Three? She'd miscarried three times or had three children die? But she was so young. Instinctively I put my hands on hers, squeezing them. When she squeezed mine back, tears came into my eyes, and then I was crying.
I hadn't shared my loss with anyone — apart from telling Manon, in a cold way, that I'd lost the baby she denied had ever existed. And now, even though I couldn't use words to describe my sadness, it came again, fresh, with Mena. I knew she understood what I felt, and I knew what she must feel. Her eyes filled, and she kept nodding, kept squeezing my hands.
I saw that she cared about me, and suddenly I cared about her, too. I thought of the middle-aged man with the withered arm, her husband, coming to her in the night. I thought of days spent under the watchful eyes of the stern Nawar, with all the power of the first wife in the house, surely not welcoming to a beautiful younger wife.
Where was Mena's family? Did she love her husband, or had she simply been sold to him in an arranged marriage? What had made the deep scar on the back of her neck? Why had she lost three babies? Would she have more? Eventually she let go of my hands, patting my forearm, and I wiped my face with the edge of my
fota.
We sat side by side, our shoulders touching. I felt a deep sense of calm, after crying. How odd, I thought, that I would come halfway round the world to find the only friend — a young Moroccan wife — I'd had since I was sixteen years old.

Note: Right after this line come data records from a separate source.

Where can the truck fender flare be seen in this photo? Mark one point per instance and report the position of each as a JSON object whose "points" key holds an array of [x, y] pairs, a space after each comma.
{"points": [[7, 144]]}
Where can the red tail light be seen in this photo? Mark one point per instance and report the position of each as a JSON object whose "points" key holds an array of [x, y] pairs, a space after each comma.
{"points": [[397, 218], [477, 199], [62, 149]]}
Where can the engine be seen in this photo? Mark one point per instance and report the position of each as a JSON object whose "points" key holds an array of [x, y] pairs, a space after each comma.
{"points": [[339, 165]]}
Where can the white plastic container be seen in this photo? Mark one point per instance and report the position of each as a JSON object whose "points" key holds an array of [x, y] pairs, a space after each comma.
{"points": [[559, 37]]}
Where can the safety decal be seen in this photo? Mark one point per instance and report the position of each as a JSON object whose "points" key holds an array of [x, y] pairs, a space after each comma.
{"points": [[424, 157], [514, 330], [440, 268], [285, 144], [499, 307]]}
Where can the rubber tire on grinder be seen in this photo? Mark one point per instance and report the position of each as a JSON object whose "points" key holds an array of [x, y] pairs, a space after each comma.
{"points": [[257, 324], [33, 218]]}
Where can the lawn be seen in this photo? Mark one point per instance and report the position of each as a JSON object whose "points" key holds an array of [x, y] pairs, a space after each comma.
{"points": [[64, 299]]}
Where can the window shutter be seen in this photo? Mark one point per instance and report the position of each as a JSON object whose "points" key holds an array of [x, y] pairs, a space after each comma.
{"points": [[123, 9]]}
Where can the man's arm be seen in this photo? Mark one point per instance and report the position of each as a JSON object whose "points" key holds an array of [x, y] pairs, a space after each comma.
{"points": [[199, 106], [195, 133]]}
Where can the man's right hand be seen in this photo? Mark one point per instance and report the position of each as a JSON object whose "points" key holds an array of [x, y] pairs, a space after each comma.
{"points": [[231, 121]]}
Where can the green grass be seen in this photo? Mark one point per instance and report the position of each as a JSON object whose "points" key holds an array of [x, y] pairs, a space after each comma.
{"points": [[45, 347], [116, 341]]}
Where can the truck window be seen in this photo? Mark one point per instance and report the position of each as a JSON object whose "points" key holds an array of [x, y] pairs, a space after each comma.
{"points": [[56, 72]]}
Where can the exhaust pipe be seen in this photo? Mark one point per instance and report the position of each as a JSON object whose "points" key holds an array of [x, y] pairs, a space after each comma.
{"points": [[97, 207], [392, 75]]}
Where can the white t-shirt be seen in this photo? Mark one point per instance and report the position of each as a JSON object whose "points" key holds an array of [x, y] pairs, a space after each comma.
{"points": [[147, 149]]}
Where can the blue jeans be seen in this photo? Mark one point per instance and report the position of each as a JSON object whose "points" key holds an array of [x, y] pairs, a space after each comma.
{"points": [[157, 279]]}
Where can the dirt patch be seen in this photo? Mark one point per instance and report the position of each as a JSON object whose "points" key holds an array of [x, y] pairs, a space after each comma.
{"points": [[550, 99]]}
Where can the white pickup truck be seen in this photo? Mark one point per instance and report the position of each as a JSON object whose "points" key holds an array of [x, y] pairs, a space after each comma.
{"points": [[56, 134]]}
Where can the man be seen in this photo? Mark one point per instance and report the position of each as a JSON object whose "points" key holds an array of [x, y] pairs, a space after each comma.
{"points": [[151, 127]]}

My tranquillity increased; since the day I told Etienne about the baby I had been so overwhelmed, so unsure of everything, on my confusing, frightening and at times dangerous journey. And yet now that uncertainty was lessening.
I thought of how this new feeling, the feeling of something within me letting go, had begun as I watched Aszulay listen to the bird, and then later, as I lay on the roof in the sun, thinking of Badou and Falida and their expressions as I bought each of them a treat — another book for Badou, the wrap for Falida's hair. I thought of Aszulay, watching me as I laughed in Le Jardin Majorelle, and the whiteness of his teeth in his dark face. I again pictured his expression as he listened to the glorious song of the bird overhead in the courtyard at Sharia Zitoun. I grew drowsy, letting the peacefulness wash over me, and brought up my knees and rested my arms on them, putting my head on my arms and closing my eyes. I think I slept. After a while, Mena spoke, and I looked up. She gestured for me to come, and I went with her to a door leading to a passage; I assumed it would take us back to where we had left our clothing. But it was yet another room, and in this one women lay on the floor or sat on it cross-legged while other women rubbed their skin, pushing and kneading it the way I had kneaded dough to make bread.